Les raisons du succès de Trump
Dans les principaux pays impérialistes, les conditions de vie du prolétariat, de larges couches de la petite-bourgeoisie (fonctionnaires, paysans travailleurs, artisans, etc.) se dégradent fortement, quand bien même ces pays affichent un taux de croissance positif du PIB. C’est le cas des États-Unis où la paupérisation et la précarisation d’une partie de la population est en marche depuis plusieurs années. Beaucoup des emplois créés depuis la reprise de 2021 y sont précaires et mal payés. La classe ouvrière a subi de plein fouet l’inflation sous Biden et, si les prix augmentent moins, ils sont 20 % plus élevés qu’en 2020, avant la pandémie.
Biden n’a aboli aucune des mesures fiscales de Trump pour les plus riches et les grands groupes capitalistes. Il a interdit la grève des cheminots fin 2022. Il soutient le génocide à Gaza. La candidate démocrate s’est prononcée pour durcir l’immigration et développer les énergies les plus polluantes, alors que les perturbations climatiques n’épargnent pas les Etats-Unis. À juste titre, une fraction des travailleurs et des étudiants ne voyait dans Harris qu’une représentante de « l’establishment » comme Hillary Clinton en son temps. Il n’existe aucun parti ouvrier de masse pour proposer une alternative. C’est un des moteurs de l’abstention et du vote pour Trump.

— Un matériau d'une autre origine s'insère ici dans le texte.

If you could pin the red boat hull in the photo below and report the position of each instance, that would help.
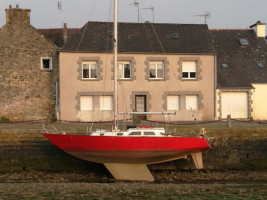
(132, 150)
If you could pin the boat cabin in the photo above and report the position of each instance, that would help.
(134, 132)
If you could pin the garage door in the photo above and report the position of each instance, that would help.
(235, 104)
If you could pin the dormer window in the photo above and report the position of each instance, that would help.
(243, 42)
(46, 63)
(225, 66)
(260, 65)
(110, 33)
(175, 36)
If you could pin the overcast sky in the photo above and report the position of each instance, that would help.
(225, 14)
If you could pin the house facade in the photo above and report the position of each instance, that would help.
(28, 69)
(162, 67)
(241, 73)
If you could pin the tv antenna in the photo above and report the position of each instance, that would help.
(59, 7)
(152, 9)
(206, 15)
(136, 4)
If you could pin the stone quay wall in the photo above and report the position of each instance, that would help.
(232, 149)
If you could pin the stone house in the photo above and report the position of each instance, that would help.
(28, 68)
(241, 73)
(162, 67)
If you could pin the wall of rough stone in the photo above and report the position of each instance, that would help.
(26, 148)
(27, 92)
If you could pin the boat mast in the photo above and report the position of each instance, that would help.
(115, 63)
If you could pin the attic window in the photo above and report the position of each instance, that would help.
(175, 36)
(225, 66)
(243, 42)
(46, 63)
(260, 65)
(110, 33)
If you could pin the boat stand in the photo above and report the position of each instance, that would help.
(130, 172)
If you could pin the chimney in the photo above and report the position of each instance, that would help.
(259, 29)
(65, 33)
(17, 15)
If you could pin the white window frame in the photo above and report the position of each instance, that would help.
(121, 69)
(86, 103)
(90, 65)
(191, 102)
(173, 102)
(188, 68)
(157, 64)
(50, 63)
(106, 103)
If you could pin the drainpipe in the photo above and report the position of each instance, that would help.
(215, 86)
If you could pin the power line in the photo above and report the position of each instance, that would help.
(136, 4)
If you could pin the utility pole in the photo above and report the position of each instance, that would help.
(152, 9)
(136, 4)
(206, 15)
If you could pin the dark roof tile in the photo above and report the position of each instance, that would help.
(241, 59)
(56, 35)
(142, 38)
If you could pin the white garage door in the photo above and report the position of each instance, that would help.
(235, 104)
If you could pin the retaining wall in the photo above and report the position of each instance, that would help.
(238, 149)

La question des conditions de vie économiques a prévalu sur toutes les autres déterminations, elle a même renforcé les votes pour Trump chez les électeurs latinos ou afro-américains, malgré les attaques racistes et xénophobes de sa campagne. L’axe de la campagne républicaine était de faire des étrangers les boucs émissaires des difficultés internes.
Il y a donc deux aspects dans ces résultats :
- une abstention sanction contre le Parti démocrate, tenus pour responsable de l’aggravation des conditions de vie du prolétariat
- un vote d’adhésion au moins partielle au programme électoral de Trump, au protectionnisme, à la xénophobie…censés ramener la prospérité.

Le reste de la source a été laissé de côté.